According to a study done by Astrid Gunther endoliths were also found in the island of Cozumel (Mexico). The endoliths found there not only included algae and fungi but also included cyanobacteria, sponges as well as many other microborers.[45]

Endolithic parasitism

Until the 1990s phototrophic endoliths were thought of as somewhat benign, but evidence has since surfaced that phototrophic endoliths (primarily cyanobacteria) have infested 50 to 80% of midshore populations of the mussel species Perna perna located in South Africa. The infestation of phototrophic endoliths resulted in lethal and sub-lethal effects such as the decrease in strength of the mussel shells. Although the rate of thickening of the shells were faster in more infested areas it is not rapid enough to combat the degradation of the mussel shells.[46]

Endolithic fungi found in the eggs of Cretaceous dinosaurs

Evidence of endolithic fungi were discovered within dinosaur eggshell found in central China. They were characterized as being “needle-like, ribbon-like, and silk-like."[47].

Fungus is seldom fossilized and even when it is preserved it can be difficult to distinguish endolithic hyphae from endolithic cyanobacteria and algae. Endolithic microbes can, however, be distinguished based on their distribution, ecology, and morphology. According to a 2008 study, the endolithic fungi that formed on the eggshells would have resulted in the abnormal incubation of the eggs and may have killed the embryos in infected eggs of these dinosaurs. It may also have led to the preservation of dinosaur eggs, including some that contained embryos.[47]

Relationship with astrobiology

Endolithic microorganisms have been considered a model for the search for life on other planets by inquiring about what sort of microorganisms on Earth inhabit specific minerals, which helps to propose those lithologies as life detection targets on an extra-terrestrial surface such as Mars. Several studies have been carried out in extreme places that serve as analogs for Mars's surface and subsurface, and many studies in geomicrobiology on Earth's hot and cold deserts have been developed.[48] In these extreme environments, microorganisms find protection against thermal buffering, UV radiation, and desiccation while living inside pores and fissures of minerals and rocks.[49][7] Life in these endolithic habitats might face similar stress due to the scarcity of water and high UV radiation that rule on modern Mars.[50]

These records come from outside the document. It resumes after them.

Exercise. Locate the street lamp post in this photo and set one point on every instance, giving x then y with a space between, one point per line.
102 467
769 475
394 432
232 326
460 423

An excellent example of these adaptations is the non-hygroscopic but microporous translucent gypsum crusts, which are found as potential substrates that can mitigate exposure to UV radiation and desiccation and allow microbial colonization in hyper-arid deserts.[51][52] In the same way, the ability to grow under high water stress and oligotrophic conditions confer to endolithic microorganisms to survive in conditions similar to those found on Mars. There is evidence of the past existence of water on the red planet; perhaps, these microorganisms could develop adaptations found in current deserts on the Earth. Furthermore, The endolithic structures are a good way to find ancient or current biological activity (biosignatures) on Mars or other rocky planets.